To fight counterfeit along with other issues related to pharmaceutical supplies, governments across the globe have laid out regulations that say that boxes containing drugs must be coded with a unique serialized barcode for tracking capabilities. Pharmaceutical companies that are gearing up to comply with package serialization requirements are investing in technology that marks the package lines. Serialization devices and number-management systems must be installed and verified at the packaging lines.

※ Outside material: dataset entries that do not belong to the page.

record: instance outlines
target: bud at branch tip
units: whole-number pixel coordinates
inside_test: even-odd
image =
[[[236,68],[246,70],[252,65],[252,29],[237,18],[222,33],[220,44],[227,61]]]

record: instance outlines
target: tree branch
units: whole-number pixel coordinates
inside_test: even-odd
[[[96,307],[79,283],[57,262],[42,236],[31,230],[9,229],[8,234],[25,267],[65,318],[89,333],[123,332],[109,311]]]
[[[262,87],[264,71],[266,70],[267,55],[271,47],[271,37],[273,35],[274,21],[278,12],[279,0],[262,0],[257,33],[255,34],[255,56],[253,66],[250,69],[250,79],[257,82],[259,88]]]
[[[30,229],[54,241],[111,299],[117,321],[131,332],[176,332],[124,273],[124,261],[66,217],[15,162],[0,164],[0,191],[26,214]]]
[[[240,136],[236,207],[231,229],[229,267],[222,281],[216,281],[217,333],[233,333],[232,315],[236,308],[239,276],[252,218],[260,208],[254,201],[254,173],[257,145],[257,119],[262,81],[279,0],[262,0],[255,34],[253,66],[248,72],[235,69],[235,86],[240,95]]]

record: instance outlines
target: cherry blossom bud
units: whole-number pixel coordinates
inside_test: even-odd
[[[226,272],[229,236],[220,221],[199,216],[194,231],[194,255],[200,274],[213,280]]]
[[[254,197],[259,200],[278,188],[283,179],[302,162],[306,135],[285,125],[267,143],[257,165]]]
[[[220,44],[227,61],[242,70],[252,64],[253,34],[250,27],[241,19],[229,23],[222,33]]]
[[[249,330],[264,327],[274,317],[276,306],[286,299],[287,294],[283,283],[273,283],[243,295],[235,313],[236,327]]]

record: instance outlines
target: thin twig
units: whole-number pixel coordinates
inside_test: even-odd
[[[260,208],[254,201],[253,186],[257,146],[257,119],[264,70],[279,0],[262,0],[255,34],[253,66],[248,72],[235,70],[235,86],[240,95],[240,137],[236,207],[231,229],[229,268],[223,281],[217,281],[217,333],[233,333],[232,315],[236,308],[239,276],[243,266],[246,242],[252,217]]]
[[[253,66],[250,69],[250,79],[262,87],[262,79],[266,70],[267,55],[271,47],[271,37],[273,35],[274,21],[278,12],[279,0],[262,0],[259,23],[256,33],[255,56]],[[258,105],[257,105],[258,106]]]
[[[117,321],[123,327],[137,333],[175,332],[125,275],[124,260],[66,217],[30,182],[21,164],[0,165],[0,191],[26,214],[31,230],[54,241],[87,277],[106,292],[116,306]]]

Marking and vision systems are critical ingredients in the efforts to comply with the world’s serialization requirements. But as companies begin (or continue) producing serialized products, several other areas also require attention. Serialization presents the transformative opportunity to revisit and where appropriate, update data flows and applications of the enterprise processes that run from manufacturing to supply chains, contributing to process interoperability. This requires IT facilities capable of creating, storing, capturing, and communicating millions of serial numbers across multiple supply chains and updated analytics supporting tracking and recall. Consequently, the quality of the master data will only grow in importance.
The regulations provide a major source of concern to drug companies in adherence to a central principle of regulation - which is of full confidence that the supply chain has the best possible code, as well as the possibility of detecting, through rejection, damage, or some other classification, that, which is not fit to use for commercialization. In the identification of optimal serialization architectures at both the networking and packaging line levels, a key tenet has been the notion - that all codes are issued on a line-level.
With serialization, the focus has evolved to producing identical units, identifying each unit with unique data, communicating that data to supply chain partners, and then, depending on your supply chain role, potentially accounting for that data for several years.
It is time for drug companies if they still haven’t and their supply chain partners, including their contract manufacturing and packaging partners, to set expectations and start the process for serialization projects. In many ways, working with more partners will make serialization more difficult for pharmaceutical companies and their contract partners alike.